This solution provides a comprehensive approach to designing and implementing an ETL process for the e-commerce company’s data warehouse, ensuring efficient data integration and analysis capabilities.


Lecture 27: Summarize ETL Concepts and Models

Concept Summary
ETL Extract, Transform, Load
ELT Extract, Load, Transform
Incremental ETL Efficient updates with CDC, Delta, Merge

Section 5: Data Warehousing Design: Building Blocks


Lecture 28: Data Warehousing Structure Fundamentals

Component Purpose
Data Sources Origins of data
Staging Area Intermediate data processing
Data Warehouse Centralized storage for analysis

Lecture 29: Deciding What Your Data Warehouse Will Be Used For

BI Category Proposed Data Model
Reporting Star schema for efficient querying
Analytics Snowflake schema for complex analysis
Data Mining Denormalized tables for pattern discovery

Lecture 30: The Basic Principles of Dimensionality

  • Bring dimension context to measurement
  • Adding By and For in objects your want to measure
Wording Usage Example
By Indicates grouping or categorization Sales by Region
For Specifies the subject or time period Revenue for Q1 2023

Example of measurement with dimension: “What was the total revenue by product category for the first quarter of 2023?”

In this question:

  • “total revenue” is the measurement (fact)
  • “by product category” adds the dimension context (using “By”)
  • “for the first quarter of 2023” specifies the time period (using “For”)

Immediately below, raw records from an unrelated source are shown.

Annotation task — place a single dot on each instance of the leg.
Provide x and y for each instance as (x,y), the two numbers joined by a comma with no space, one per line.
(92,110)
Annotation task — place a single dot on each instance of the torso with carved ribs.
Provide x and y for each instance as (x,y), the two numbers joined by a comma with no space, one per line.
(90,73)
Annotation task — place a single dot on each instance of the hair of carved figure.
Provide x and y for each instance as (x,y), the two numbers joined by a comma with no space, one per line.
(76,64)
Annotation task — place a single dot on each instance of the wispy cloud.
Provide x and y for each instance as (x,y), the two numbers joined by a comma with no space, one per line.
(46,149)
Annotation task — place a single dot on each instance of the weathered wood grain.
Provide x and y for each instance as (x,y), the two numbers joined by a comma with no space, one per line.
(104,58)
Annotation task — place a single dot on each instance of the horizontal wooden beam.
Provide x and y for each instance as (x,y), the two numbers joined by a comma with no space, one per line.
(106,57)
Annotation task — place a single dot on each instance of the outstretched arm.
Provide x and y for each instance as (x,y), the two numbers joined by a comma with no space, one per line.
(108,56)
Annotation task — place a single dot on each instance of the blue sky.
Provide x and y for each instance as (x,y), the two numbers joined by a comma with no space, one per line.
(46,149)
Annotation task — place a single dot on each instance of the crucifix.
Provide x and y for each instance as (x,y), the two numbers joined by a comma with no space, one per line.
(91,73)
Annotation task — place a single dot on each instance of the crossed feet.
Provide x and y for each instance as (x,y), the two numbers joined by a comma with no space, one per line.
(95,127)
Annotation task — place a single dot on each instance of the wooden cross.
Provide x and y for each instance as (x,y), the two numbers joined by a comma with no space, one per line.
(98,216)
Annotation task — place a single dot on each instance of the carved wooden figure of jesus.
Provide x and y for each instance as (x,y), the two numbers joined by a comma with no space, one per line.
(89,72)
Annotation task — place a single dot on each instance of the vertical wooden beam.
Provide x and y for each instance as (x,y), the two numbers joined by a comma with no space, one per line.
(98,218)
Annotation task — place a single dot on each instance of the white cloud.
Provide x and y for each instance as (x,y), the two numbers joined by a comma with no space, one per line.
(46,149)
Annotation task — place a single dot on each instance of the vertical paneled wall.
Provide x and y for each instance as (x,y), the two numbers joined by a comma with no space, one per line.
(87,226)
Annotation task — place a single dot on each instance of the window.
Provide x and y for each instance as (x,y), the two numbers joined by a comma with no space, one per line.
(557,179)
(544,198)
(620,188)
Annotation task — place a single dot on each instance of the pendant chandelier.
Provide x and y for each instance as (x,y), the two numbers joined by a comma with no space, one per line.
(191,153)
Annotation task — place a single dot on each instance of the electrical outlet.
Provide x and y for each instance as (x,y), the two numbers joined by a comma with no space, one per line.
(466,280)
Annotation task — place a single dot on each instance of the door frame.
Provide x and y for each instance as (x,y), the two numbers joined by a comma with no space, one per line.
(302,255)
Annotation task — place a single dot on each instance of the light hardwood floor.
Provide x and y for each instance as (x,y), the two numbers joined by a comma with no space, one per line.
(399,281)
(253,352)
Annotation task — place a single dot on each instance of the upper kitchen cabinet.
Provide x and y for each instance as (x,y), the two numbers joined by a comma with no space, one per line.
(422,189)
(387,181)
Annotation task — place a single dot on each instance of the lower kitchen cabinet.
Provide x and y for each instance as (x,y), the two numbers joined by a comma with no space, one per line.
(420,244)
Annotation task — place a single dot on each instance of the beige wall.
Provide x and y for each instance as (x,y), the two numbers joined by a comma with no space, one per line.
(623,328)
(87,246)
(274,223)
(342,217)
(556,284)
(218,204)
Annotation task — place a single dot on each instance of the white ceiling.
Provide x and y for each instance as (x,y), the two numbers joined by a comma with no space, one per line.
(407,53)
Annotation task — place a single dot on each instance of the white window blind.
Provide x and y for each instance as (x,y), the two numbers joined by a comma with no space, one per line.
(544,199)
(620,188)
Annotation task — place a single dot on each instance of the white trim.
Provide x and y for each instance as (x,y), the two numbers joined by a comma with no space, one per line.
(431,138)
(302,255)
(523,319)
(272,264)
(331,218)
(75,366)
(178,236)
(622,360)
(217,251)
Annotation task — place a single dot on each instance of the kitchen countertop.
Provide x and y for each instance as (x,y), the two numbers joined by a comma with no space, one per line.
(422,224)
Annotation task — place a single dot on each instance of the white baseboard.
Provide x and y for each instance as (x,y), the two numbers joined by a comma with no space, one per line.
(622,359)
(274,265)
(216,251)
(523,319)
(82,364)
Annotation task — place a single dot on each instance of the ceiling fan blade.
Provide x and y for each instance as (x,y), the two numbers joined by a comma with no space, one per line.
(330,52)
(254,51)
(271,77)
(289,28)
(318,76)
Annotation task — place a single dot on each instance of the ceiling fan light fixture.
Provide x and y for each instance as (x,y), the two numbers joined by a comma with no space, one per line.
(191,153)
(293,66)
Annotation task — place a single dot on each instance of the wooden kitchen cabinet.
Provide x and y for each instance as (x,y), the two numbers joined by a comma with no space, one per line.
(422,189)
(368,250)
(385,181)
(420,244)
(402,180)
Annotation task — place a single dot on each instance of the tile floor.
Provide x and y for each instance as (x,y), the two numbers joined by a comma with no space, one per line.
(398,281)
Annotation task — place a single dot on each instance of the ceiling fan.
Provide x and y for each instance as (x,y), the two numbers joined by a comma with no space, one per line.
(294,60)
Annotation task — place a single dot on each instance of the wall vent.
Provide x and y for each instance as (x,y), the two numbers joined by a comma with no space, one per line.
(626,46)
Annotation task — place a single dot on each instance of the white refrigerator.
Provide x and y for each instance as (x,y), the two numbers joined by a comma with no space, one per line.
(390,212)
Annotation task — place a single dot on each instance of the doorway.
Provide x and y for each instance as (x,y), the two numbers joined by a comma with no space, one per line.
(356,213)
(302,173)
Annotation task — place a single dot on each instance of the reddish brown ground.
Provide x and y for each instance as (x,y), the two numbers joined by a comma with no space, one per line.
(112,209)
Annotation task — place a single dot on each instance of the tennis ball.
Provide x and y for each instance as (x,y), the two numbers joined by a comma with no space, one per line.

Lecture 31: Compare Facts, Fact Tables, Dimensions, and Dimension Tables

Type Description Example
Facts Quantitative data, measurements Sales amount, revenue
Fact Tables Store facts with keys to dimensions Sales table, transaction table
Dimensions Contextual data Date, Product, Customer
Dimension Tables Store dimension attributes Date table, Product table

Note: Dimension Hierarchy. E.g: one hierarchy, three level dimentions Example: Product < Product Family < Product Category (Snowflake Schema)


Lecture 32: Compare Different Forms of Additivity in Facts

| Form | Description | Can Be Summed? | | —————– | ————————————- | —————— | | Additive | Can be summed across all dimensions. These facts can be aggregated without restrictions. | Yes, across all dimensions | | Semi-Additive | Can be summed across some dimensions, but not all. Typically, these can’t be summed over time. | Yes, but not across all dimensions | | Non-Additive | Cannot be summed across any dimension. These facts require other methods of aggregation. | No |

Examples:

  • Additive: Total revenue can be summed across products, regions, and time periods.
  • Semi-Additive: Inventory levels can be summed across products and locations, but not over time.
  • Non-Additive: Customer satisfaction scores cannot be summed; they are typically averaged or analyzed individually.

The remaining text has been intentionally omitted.